Lungchow is now spelled Longzhou. After a number of incidents – one of which involved a rapid retreat before an advancing army – my grandfather married my grandmother in Wuchow, South China (also a missionary with CMA, I have a copy of the marriage announcement found in an old Chinese bible). Within a year or so after their marriage they left China because of the civil war and unrest. He worked their way home on a ship by joining the Merchant Marine (so family legend tells me).
The region Liao visited, where he conducted the interviews in the book was a bit further west, in Yunnan Province, up in the mountains. The picture Liao paints in the book is of missionaries, Catholic and Protestant, who established schools and hospitals, cared for orphans, preached the gospel, and won the hearts of many people – many of whom stood firm in the faith through almost three decades of persecution from the early 50′s until 1980 or so. It was a far cry from the official version Liao had been taught “when Western missionaries were portrayed as “evil agents of the imperialists” who enslaved the Chinese mind, killed Chinese babies, and ruined indigenous cultures.” (p. xviii)
The church in China is not thriving because of western imperialism – and it did not vanish during the communist persecution. Some of the letters home printed in the Alliance Weekly and other newsletters from the early 20th century certainly contain comments that would raise eyebrows today. But they also exhibit a real concern for the people, as people, not merely as souls to be won. The reports are full of references to the local churches and the local pastors leading these churches. The missionary work appeared to concentrate on schools and education at various levels. Seeds were planted by Christians following the great commission to make disciples and to love God and love others.
There is much we can learn by listening to Chinese Christians. I will post on some of the interviews, places described by Liao Yiwu in God Is Red in upcoming weeks.
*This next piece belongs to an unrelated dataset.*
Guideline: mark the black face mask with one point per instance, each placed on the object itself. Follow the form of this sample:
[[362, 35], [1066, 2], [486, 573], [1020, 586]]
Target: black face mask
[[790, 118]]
Because of the family history I always payed special attention to missions and missionary efforts when it came up in church and in other contexts. Visits by missionaries on furlough, presentations concerning the building of hospitals in Africa, schools in India, and Churches in Asia were a staple of Sunday school, Evening services, and special meetings. But they’ve all but disappeared from the evangelical church. Perhaps this is merely the changing tide of time – a new context and a new emphasis. The world is smaller, and missionary work less important. But I wonder if this is the major impetus. It is a topic worth some discussion.
Should we have more emphasis on missionary work today?
Where and how? or Why not? What has changed?